GUNUNG TUA, KOMPAS — Kabar gembira datang dari Sumatera Utara. Tiga anak gajah sumatera (Elephas maximus sumatranus) lahir di Barumun Nagari Wildlife Sanctuary, Kabupaten Padang Lawas Utara, Sumatera Utara, dua bulan terakhir.
Kelahiran gajah itu penting di tengah sulitnya pengembangbiakan gajah yang kini terancam punah karena pembantaian. Model pemeliharaan gajah di Barumun dilakukan dengan mendekatkan gajah dengan alam.
”Kami mengangon gajah dari pagi hingga sore di habitatnya di alam bebas. Gajah tidak hanya berada di kandang sepanjang hari. Kami juga memasok pakannya setelah berada di kandang sore hari,” ujar Kasim Wijaya, pemilik Barumun Nagari Wildlife Sanctuary (BNWS), di Padang Lawas Utara, Selasa (14/8/2018).

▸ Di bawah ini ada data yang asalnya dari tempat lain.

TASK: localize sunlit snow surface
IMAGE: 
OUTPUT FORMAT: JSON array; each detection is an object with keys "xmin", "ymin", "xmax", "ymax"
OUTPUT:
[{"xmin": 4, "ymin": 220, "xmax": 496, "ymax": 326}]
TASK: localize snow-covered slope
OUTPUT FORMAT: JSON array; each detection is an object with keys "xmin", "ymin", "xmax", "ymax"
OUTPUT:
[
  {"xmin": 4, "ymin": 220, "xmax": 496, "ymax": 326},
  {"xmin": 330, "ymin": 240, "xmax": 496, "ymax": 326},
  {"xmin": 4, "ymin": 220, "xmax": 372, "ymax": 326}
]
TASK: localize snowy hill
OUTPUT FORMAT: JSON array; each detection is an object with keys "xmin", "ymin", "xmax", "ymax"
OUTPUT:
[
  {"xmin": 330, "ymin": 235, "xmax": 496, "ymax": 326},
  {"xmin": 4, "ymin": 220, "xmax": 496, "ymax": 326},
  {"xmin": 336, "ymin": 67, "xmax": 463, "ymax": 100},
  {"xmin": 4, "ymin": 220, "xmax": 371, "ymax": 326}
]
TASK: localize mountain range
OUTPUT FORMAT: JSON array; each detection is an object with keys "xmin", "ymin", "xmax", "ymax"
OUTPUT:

Kasim mengatakan, kelahiran tiga bayi gajah itu merupakan yang pertama kali sejak BNWS dibuka pada 1 Mei 2015. Bayi gajah yang pertama kali lahir adalah gajah betina bernama Fitri pada 16 Juni, kemudian gajah jantan bernama Sutan (17 Juli) dan gajah betina bernama Uli (29 Juli).
Anak-anak dan induk gajah itu pun kini dirawat di tiga kandang pemeliharaan yang terpisah. Bayi gajah tersebut tampak lincah bermain dengan induknya di kandang yang berada di sekitar Suaka Margasatwa Barumun.
Fitri dan Uli tampak aktif menyusu dari induknya, sedangkan Sutan masih harus dibantu menyusu oleh mahout atau pawang gajah. Para mahout memerah susu dari induk gajah dan menampungnya di dalam botol. Susu itu lalu diberikan kepada Sutan.
Sementara gajah-gajah lain tampak di kandang pengembangbiakan dan padang penggembalaan. Mereka seperti gajah liar karena suasana padang penggembalaan tampak seperti alam liar. Pohon-pohon tumbuh di sekitarnya, suara burung dan siamang masih terdengar, dan terdapat sungai. Namun, setiap gajah tetap berada di bawah pengawasan mahout.
Dengan kelahiran tiga bayi gajah itu, kini ada total 15 gajah sumatera di BNWS. Kasim menyebutkan, mereka terus melakukan perawatan maksimal kepada gajah-gajah itu agar bisa berkembang dengan baik.
BNWS menyediakan lahan total 60 hektar untuk kandang, padang penggembalaan, dan tempat penanaman pakan gajah. Mereka membuat beberapa jenis kandang, seperti kandang pengembangbiakan (breeding) yang dikelilingi pagar listrik, kandang pemeliharaan anak, dan kandang malam.
Mereka juga menanam pakan, seperti tebu, pepaya, dan nanas, di lahan seluas 20 hektar. Beberapa jenis pakan lainnya, seperti jagung dan pelepah sawit, dibeli dari warga desa.
Untuk meningkatkan daya tahan tubuh dan kesehatan gajah, lanjut Kasim, mereka memberikan jamu temulawak, kunyit, dan gula merah. ”Suplemen makanan kacang hijau, kacang merah, pulut hitam, pulut putih, dan jagung juga kami berikan dua kali seminggu,” ujar Kasim.
Berhasil
Kepala Balai Besar Konservasi Sumber Daya Alam Sumatera Utara Hotmauli Sianturi mengatakan, model pemeliharaan gajah di Barumun tergolong berhasil dibandingkan pemeliharaan gajah di tempat lain. Gajah-gajah berusia 22-45 tahun itu tampak lebih sehat dan gemuk jika dibandingkan pertama kali tiba di sana.
Pada awal tahun ini, lanjut Hotmauli, sebenarnya ada kelahiran seekor gajah di BNWS, tetapi mati diserang induknya.
”Ini kemajuan penting dalam upaya penyelamatan gajah dari kepunahan. Mudah-mudahan model pemeliharaan yang mendekatkan satwa dengan alamnya bisa diterapkan di tempat lain,” katanya.
Hotmauli menuturkan, populasi gajah sumatera di alam liar kini terancam punah. Ancaman paling besar yang dihadapi gajah adalah perburuan dan perusakan habitat karena ekspansi perkebunan yang masif hingga merambah wilayah jelajah gajah.